1989 Metcalf Cup & Prize
Frances H. Miller, LAW
Professor Miller’s classroom surges with intellectual electricity. For more than twenty years, she has with energy and rigor exposed the social, economic, and moral components of legal issues. She reveals the great human questions that underlie the precisions and nuances of legal language. Her students learn not only to thread the mazes of trusts and wills, but to understand how the law arises out of the fears and hopes of people contemplating their own mortality.
Professor Miller has the rarest of academic reputations: that of a hard grader whose courses are a “must.” Hundreds of students come to class ready not only to listen, but to participate. Professor Miller often adopts the Socratic method, leading a student from unexamined assumptions or formulations to the unanticipated but disastrous general rule that would logically follow. Students not only learn how they went wrong, but are challenged and inspired to try again. Professor Miller’s unyielding demands for precision and logic are mediated by humor, warmth, and encouragement.

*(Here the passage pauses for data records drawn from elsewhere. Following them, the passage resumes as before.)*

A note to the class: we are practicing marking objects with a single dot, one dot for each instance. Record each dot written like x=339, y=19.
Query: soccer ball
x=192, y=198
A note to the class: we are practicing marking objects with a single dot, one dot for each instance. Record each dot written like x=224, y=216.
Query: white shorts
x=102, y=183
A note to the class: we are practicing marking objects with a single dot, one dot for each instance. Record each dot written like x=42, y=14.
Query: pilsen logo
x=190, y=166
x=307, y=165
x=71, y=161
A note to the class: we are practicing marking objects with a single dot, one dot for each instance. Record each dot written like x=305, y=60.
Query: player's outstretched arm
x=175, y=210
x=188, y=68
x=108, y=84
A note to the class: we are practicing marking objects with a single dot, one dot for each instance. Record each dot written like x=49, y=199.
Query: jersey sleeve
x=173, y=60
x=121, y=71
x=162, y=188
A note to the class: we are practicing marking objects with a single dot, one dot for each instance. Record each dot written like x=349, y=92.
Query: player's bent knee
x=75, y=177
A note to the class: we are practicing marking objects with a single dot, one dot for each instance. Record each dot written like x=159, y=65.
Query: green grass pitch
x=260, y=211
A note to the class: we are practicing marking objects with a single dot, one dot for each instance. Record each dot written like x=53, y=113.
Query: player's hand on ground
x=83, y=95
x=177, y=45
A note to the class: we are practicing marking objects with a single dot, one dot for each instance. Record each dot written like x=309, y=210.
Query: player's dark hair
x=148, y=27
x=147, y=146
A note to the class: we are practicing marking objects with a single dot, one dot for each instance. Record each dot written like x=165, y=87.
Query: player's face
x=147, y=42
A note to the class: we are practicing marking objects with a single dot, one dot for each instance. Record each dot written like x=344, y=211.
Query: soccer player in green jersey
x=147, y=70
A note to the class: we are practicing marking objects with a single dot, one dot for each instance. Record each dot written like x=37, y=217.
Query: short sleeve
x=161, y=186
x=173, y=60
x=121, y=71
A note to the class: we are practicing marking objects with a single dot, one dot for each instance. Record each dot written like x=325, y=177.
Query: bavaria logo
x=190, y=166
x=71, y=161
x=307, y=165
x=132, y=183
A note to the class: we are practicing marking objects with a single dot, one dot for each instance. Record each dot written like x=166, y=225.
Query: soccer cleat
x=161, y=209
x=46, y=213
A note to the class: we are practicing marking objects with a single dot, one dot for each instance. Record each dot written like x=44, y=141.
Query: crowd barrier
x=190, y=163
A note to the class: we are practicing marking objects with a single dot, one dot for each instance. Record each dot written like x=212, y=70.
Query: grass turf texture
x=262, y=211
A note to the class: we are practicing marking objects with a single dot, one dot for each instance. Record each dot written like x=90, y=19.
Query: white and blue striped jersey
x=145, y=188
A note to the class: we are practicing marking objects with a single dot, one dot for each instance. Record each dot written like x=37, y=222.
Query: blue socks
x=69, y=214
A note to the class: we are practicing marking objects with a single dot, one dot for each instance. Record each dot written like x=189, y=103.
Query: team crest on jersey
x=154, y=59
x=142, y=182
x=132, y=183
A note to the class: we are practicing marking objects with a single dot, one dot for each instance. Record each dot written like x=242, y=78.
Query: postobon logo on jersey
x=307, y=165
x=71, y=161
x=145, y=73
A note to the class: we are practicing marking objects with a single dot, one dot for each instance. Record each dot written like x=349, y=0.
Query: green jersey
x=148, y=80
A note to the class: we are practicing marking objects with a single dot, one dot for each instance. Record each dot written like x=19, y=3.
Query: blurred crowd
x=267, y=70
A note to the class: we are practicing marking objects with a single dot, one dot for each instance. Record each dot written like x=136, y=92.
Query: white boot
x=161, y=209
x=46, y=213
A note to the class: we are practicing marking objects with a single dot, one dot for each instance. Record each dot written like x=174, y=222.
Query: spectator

Both in and out of class, students find Professor Miller the most accessible, concerned, and helpful of teachers. Writes one: “Her investment in students’ work motivates them to invest in themselves, and to produce not just adequate writing, but the best work they can.” Former students now practicing law in fields far removed from her own acknowledge her important influence on their careers.
A former student writes of Professor Miller: “She loves to teach. The felicitous combination of love of teaching and academic excellence makes her one of the great assets of the University.”